Floors Venter
- Full name: Floris Daniël Venter
- Born: 13 April 1909 Pietersburg, South Africa
- Died: 27 September 1992 (aged 83)
- Height: 1.80 m (5 ft 11 in)
- Weight: 79.8 kg (176 lb)

Rugby union career
- Position(s): Wing

Provincial / State sides
- Years: Team / Apps / (Points)
- Transvaal /  / ()

International career
- Years: Team / Apps / (Points)
- 1931–33: South Africa / 3 / (0)

= Floors Venter =

South African rugby union player (1909–1992)

Floris Daniël Venter (13 April 1909 – 27 September 1992) was a South African international rugby union player.

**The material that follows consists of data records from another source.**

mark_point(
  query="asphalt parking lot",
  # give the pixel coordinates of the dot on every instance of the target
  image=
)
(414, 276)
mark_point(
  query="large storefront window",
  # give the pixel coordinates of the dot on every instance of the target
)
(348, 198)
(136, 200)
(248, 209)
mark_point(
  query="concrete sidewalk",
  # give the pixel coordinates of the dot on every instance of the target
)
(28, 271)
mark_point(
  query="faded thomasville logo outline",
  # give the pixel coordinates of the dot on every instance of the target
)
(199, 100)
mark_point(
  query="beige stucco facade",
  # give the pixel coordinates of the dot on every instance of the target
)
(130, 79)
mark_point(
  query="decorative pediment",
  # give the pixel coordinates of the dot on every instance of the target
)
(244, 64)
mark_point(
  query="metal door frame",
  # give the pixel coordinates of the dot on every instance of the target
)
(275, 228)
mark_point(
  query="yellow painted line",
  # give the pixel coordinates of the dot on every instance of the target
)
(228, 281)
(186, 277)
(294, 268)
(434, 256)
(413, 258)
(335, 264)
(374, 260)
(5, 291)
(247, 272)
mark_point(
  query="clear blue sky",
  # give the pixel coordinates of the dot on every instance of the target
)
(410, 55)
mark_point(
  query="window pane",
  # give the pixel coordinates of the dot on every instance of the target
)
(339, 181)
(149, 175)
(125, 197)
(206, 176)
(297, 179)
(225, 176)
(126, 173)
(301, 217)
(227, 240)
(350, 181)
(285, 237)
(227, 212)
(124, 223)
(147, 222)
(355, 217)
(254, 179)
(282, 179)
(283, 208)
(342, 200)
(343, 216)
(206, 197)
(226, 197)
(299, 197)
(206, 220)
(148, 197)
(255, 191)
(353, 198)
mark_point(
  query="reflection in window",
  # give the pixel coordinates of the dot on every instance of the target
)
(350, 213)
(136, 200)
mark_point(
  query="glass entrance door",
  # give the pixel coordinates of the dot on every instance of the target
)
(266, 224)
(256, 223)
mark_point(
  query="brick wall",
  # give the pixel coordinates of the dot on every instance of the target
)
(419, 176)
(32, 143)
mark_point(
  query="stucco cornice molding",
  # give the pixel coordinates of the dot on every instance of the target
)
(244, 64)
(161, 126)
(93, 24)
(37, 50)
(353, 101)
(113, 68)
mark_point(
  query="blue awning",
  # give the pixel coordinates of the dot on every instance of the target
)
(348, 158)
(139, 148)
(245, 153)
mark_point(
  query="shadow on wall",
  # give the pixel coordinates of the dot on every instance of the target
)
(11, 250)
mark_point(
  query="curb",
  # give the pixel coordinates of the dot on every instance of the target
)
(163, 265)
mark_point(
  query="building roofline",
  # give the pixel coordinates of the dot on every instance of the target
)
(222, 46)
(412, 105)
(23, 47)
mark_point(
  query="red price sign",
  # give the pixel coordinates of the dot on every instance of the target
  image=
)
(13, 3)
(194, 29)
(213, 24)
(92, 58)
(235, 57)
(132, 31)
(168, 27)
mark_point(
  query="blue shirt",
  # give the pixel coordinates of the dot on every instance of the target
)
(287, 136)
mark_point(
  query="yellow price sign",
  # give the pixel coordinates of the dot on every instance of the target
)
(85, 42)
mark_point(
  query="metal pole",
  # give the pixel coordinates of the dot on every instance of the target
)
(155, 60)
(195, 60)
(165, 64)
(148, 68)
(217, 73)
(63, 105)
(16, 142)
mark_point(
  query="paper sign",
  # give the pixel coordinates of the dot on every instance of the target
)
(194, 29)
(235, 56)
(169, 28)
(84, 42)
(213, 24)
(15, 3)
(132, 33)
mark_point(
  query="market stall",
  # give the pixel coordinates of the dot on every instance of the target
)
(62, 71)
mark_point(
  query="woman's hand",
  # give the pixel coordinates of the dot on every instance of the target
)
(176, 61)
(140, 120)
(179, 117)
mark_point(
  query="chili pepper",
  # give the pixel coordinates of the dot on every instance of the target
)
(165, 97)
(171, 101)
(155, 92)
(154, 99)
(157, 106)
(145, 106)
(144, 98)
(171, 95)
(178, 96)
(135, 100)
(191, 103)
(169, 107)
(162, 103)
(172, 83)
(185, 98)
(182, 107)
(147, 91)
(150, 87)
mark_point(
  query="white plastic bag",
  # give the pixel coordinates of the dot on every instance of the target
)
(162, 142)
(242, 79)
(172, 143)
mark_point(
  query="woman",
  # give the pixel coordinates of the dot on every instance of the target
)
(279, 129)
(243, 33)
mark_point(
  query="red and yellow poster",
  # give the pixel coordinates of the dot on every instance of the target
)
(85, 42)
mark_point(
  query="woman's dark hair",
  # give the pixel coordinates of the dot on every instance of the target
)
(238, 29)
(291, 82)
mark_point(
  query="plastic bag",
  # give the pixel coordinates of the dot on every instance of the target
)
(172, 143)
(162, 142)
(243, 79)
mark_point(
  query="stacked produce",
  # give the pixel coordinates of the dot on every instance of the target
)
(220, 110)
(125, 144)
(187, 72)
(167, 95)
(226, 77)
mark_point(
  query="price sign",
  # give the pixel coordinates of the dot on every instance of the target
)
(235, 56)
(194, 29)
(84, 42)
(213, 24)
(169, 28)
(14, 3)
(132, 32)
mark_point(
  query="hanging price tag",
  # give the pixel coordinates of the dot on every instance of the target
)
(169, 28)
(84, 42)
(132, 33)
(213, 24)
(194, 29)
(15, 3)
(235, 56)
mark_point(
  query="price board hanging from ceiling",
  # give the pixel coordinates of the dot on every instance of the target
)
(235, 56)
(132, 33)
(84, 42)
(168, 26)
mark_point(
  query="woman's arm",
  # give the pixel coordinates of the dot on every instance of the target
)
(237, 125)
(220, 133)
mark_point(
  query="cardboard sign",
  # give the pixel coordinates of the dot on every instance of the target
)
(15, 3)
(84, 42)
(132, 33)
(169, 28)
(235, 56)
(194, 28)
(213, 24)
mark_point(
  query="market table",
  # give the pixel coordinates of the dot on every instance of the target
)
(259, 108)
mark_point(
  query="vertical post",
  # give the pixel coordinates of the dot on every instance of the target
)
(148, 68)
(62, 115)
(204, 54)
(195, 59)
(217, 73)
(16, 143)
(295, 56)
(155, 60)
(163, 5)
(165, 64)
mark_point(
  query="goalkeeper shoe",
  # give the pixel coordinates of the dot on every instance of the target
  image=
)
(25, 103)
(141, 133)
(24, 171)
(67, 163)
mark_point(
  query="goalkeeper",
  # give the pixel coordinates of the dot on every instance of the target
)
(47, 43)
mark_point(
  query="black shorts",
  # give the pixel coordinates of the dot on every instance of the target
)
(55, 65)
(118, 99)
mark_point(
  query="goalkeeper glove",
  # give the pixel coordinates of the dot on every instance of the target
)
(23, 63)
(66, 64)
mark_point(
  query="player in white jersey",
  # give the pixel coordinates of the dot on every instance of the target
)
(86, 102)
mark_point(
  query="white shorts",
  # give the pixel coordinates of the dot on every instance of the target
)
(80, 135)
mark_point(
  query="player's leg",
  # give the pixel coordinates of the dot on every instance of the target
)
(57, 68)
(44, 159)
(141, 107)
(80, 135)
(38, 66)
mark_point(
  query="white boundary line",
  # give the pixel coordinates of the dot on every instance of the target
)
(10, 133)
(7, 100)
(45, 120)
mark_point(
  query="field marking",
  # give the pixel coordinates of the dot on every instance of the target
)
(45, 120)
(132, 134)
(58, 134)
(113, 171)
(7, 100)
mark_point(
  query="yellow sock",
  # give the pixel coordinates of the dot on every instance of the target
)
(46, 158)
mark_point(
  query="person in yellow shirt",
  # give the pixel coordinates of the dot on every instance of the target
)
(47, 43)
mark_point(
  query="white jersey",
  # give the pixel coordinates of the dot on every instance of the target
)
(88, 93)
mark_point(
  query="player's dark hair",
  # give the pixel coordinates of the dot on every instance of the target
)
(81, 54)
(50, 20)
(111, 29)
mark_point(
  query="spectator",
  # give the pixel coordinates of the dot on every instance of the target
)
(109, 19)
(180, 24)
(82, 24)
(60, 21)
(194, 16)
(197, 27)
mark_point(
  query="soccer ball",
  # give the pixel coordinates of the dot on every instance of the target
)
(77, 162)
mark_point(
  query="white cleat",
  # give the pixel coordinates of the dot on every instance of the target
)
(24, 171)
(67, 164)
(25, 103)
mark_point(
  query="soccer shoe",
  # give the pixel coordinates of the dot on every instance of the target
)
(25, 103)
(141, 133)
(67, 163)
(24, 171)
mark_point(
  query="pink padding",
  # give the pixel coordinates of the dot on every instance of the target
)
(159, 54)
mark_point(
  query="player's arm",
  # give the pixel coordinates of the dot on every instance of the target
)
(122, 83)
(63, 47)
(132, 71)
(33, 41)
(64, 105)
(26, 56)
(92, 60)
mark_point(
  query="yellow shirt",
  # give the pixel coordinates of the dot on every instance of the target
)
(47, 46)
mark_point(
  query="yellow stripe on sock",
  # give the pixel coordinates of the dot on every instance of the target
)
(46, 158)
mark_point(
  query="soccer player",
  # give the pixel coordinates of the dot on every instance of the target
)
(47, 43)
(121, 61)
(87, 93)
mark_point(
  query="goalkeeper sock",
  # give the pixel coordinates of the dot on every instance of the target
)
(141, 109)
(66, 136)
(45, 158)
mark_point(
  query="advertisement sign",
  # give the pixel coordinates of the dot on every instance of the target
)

Venter was born in Pietersburg and educated at Volkskool in Heidelberg.

Strongly–built, Venter was a powerful runner who relied on strength rather than pace to break through opponents. He made the Springboks squad for the 1931–32 tour of Britain and Ireland, with his selection coming in part due to his abilities in wet weather rugby. His tour got off to a bad start when he broke his nose in the opening fixture against a combined Gloucestershire/Somerset XV. He returned in time for the first of the international matches, appearing on the right wing against Wales at St. Helens. After missing the matches against Ireland and England, Venter gained a second cap in the Springboks' win over Scotland at Murrayfield. He was capped a third and final time in a home international against the Wallabies at Ellis Park in 1933. A civil servant in Pretoria, Venter was a Transvaal representative for provincial rugby.

Venter also represented Transvaal as a javelin thrower and was a competitor at the national wrestling championships.